The test suite runs each AI function with sample data, records the output, and sends everything to the judge. The judge looks for obvious problems - errors, timeouts, empty responses, malformed data.

typescript

// Run tests in parallel
const tests = [
  () => tryTest({
    fn: generateDocument,
    label: "GENERATE DOCUMENT",
    args: [sampleDocumentData],
  }),
  () => tryTest({
    fn: parseFromPDF,
    label: "PARSE PDF",
    args: [samplePDFBuffer],
  }),
  // ... more tests
];

const allResults = await Promise.all(tests.map(t => t()));
const judgment = await llmAsAJudge({ allResults });

if (judgment.failed_tests > 0) {
  console.log("Issues found:");
  judgment.issues.forEach(issue => {
    console.log(`[${issue.severity}] ${issue.test_label}: ${issue.issue_description}`);
  });
} else {
  console.log("No issues found");
}

This doesn't catch everything. The judge might miss subtle quality issues. But it catches the obvious breaks - the ones where you changed something and now the whole thing returns errors or empty data.

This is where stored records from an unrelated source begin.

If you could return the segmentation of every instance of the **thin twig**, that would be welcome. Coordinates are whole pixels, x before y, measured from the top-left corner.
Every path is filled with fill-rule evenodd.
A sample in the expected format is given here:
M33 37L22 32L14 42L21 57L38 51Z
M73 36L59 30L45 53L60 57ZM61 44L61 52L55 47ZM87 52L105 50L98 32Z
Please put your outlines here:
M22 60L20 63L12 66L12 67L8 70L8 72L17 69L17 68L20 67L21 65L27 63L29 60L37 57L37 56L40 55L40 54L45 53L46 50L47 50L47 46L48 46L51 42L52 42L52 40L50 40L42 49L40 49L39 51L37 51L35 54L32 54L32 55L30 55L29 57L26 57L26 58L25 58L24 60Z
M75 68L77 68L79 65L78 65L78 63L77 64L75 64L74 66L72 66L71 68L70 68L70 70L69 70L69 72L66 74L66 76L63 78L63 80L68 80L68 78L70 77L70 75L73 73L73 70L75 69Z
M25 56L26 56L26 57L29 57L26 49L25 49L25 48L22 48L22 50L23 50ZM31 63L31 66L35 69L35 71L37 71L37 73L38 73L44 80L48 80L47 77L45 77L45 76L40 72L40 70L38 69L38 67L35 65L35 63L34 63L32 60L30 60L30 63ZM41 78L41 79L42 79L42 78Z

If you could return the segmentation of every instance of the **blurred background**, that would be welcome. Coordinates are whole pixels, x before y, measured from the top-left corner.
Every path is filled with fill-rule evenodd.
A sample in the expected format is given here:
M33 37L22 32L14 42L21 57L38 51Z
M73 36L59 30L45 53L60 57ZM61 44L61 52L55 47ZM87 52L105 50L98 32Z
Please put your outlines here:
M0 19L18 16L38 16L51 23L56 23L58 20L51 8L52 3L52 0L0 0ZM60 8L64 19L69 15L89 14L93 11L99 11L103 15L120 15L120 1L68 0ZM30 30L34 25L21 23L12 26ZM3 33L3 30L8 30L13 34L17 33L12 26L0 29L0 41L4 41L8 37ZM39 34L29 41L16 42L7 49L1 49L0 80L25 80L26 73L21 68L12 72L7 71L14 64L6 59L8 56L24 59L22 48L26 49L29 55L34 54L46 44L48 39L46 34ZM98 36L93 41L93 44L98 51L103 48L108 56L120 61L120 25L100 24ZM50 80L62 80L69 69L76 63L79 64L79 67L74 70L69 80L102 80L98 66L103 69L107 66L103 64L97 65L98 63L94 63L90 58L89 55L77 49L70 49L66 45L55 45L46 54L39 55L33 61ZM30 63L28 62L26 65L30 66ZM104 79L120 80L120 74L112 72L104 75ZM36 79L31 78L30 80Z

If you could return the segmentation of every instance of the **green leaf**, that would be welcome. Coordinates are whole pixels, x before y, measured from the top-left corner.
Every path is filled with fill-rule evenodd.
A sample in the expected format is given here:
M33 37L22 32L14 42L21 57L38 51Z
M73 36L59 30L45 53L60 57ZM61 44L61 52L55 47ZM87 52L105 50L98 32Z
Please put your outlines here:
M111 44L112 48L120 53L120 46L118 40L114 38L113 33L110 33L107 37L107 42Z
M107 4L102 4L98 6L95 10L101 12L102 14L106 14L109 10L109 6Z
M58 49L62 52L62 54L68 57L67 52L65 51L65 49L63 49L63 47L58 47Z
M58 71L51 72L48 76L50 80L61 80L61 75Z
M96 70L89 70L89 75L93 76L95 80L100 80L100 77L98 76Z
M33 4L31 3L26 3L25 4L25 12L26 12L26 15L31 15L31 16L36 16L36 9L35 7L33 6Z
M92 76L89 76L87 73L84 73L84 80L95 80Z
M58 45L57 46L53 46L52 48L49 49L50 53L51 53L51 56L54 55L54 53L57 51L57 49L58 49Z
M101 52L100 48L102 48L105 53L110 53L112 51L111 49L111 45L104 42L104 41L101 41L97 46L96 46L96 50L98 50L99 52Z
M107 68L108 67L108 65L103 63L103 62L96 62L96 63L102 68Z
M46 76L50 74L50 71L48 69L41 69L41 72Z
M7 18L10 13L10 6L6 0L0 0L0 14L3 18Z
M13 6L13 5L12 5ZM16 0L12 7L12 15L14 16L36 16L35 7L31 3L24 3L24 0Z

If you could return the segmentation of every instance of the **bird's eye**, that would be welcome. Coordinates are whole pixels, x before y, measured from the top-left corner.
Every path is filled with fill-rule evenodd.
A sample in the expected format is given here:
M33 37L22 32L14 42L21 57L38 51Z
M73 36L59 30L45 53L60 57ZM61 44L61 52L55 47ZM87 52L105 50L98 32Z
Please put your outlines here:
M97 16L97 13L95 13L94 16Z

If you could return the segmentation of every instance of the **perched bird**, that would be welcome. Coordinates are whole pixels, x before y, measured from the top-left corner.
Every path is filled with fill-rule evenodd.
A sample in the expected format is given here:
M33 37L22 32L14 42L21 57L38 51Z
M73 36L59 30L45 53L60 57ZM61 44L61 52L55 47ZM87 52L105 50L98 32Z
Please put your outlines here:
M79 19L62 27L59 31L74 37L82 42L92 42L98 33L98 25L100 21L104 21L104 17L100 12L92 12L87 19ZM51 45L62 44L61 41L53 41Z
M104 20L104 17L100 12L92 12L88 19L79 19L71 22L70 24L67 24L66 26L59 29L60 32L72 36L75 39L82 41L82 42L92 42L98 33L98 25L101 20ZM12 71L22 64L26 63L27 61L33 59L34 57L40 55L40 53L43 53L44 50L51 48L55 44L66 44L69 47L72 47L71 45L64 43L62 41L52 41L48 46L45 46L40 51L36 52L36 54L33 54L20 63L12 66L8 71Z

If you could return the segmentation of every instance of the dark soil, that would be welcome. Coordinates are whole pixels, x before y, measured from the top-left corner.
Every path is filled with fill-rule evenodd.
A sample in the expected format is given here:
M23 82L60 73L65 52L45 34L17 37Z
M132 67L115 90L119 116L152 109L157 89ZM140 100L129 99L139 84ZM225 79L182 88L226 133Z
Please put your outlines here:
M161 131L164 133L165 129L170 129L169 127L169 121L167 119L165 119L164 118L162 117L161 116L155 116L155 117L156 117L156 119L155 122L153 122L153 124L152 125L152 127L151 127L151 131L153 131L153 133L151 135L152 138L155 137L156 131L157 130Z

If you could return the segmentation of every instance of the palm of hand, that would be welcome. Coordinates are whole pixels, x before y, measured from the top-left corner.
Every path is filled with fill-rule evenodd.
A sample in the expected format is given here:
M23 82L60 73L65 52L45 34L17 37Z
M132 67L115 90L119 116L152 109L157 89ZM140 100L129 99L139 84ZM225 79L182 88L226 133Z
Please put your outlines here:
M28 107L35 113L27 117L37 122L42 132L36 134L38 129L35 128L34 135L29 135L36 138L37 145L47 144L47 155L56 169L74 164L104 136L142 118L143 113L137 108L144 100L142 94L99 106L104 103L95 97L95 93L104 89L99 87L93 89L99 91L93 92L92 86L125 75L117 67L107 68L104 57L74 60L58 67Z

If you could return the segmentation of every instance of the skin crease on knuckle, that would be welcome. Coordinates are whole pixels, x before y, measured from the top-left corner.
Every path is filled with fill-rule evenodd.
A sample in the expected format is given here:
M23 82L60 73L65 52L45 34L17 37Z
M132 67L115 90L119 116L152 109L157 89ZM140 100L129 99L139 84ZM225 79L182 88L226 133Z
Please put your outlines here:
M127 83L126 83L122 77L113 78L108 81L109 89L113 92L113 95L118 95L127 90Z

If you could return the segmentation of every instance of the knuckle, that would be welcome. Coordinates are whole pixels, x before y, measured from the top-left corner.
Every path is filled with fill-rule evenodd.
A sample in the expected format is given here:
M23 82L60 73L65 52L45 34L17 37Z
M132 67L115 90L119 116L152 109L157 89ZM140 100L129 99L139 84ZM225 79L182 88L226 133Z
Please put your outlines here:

Human evals for everything else

LLM-as-a-judge catches technical failures, but can't do a deep quality check. Is the generated document professional? Does it match the user's industry? Is it specific enough?

This is where human evals come in. Simple thumbs up/down buttons after every AI output do the trick.

When someone clicks thumbs down, log everything - the input, the output, the model used, any feedback they provide. Then go back to the system prompt and adjust. And keep adjusting until you're mostly getting thumbs up.

The key insight is that users will tell you when something is wrong. They won't always tell you why, but they'll tell you that. Combined with the logged data, you can usually figure out what went wrong.

Over time, the collection of bad outputs becomes your regression tests. When you change a prompt, check if it would still produce good output for the cases that previously failed.

What I learned

You can't test LLM outputs the same way you test traditional software. The goal isn't to prove that the output is correct - it's to catch when something goes obviously wrong.

LLM-as-a-judge tests run before every deploy. They catch technical failures. Human evals run continuously. They catch quality issues. The combination gives enough confidence to ship changes without breaking things for users.

It's not perfect. But it's way better than deploying blind and hoping for the best.